Pharmacist Intervention Drugs
The FDA recently looked at creating a new category of pharmacist intervention drugs. The agency put out a notice in the Federal Register (pdf
) announcing a plan to discuss how hyperlipidemia (high cholesterol), hypertension (high blood pressure), migraine, and asthma drugs that are currently available by prescription only could be dispensed by pharmacists.
This new FDA initiative could provide a new avenue for pharmacists to directly connect with patients. It would eliminate the need for phone calls to prescribers for routine medications and allow the prescribers to concentrate on urgent matters that require their direct attention. It would also allow pharmacists to be more hands-on and develop the necessary relationship with their patients and enhance clinical partnerships.
However, such interactions would likely require pharmacists to spend more time consulting with patients and to make clinical judgments beyond those that they currently make, thereby dramatically increasing pharmacists’ insurance costs and staffing needs.
Method of Operation
The FDA believes that some patient visits to traditional prescribers could be eliminated by making certain prescription medications available via pharmacists but with other conditions in place to ensure that the medications would be used safely and effectively. In some cases, a visit to a prescriber would be necessary for the initial prescription, but future refills could be authorized by pharmacists without a return visit. This could be useful for rescue medications such as inhalers for asthma or epinephrine for allergic reactions, which patients need to keep on hand for use in emergencies.
These conditions of safe use could include requiring pharmacist intervention to ensure appropriate non-prescription use. Additionally, the conditions could involve the use of innovative technologies, such as diagnostics approved by the FDA for use in the pharmacy or other setting.
New products that fall within these categories could lead pharmaceutical companies and life science companies to target pharmacists as the primary mode of affecting patient care.
Part 15 Hearing
The FDA held a Part 15 hearing on March 27, 2012, where they discussed a variety of issues, including:
The types of technology and conditions of safe use
What other types of conditions of safe use (eg, pharmacy monitoring or counseling) could be used to help ensure the safe and effective use of certain drug products as non-prescription products?

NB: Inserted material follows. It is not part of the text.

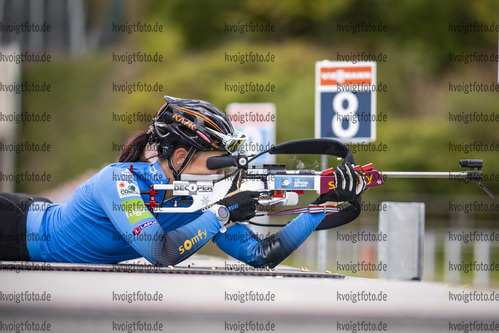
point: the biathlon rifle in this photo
(286, 185)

Are there types of diagnostic aids that could be used in the non-prescription setting after appropriate FDA review, either with or without the aid of a pharmacist to diagnose or monitor a disease or condition?
What data exists on conditions of safe use, including novel technologies, on their effects on health care, access to medication, and/or disease and treatment education or awareness?
Is there data on how expanded access to medication or increased consumer education could affect patient or consumer behavior?
What types of studies should be conducted to evaluate the effects of conditions of safe use on the safety and efficacy of particular drugs and on behavior and health outcomes?
What types of studies should be conducted to evaluate the safety and efficacy of any technologies that might be relied upon as conditions of safe use?
Other countries, such as the UK, have products that are dispensed from behind the counter. I expect that the FDA will look at data from these other countries to evaluate their experiences. Several US-based groups, including the American Medical Association, have already expressed opposition to the idea of expanding pharmacists’ ability to dispense medications. (Click here
to download a pdf statement from the Consumer Healthcare Products Association expressing this opposition.) Nevertheless, I am glad to hear that there may be hope of expanding the professional role of pharmacists so they get to play a more active role in caring for patients.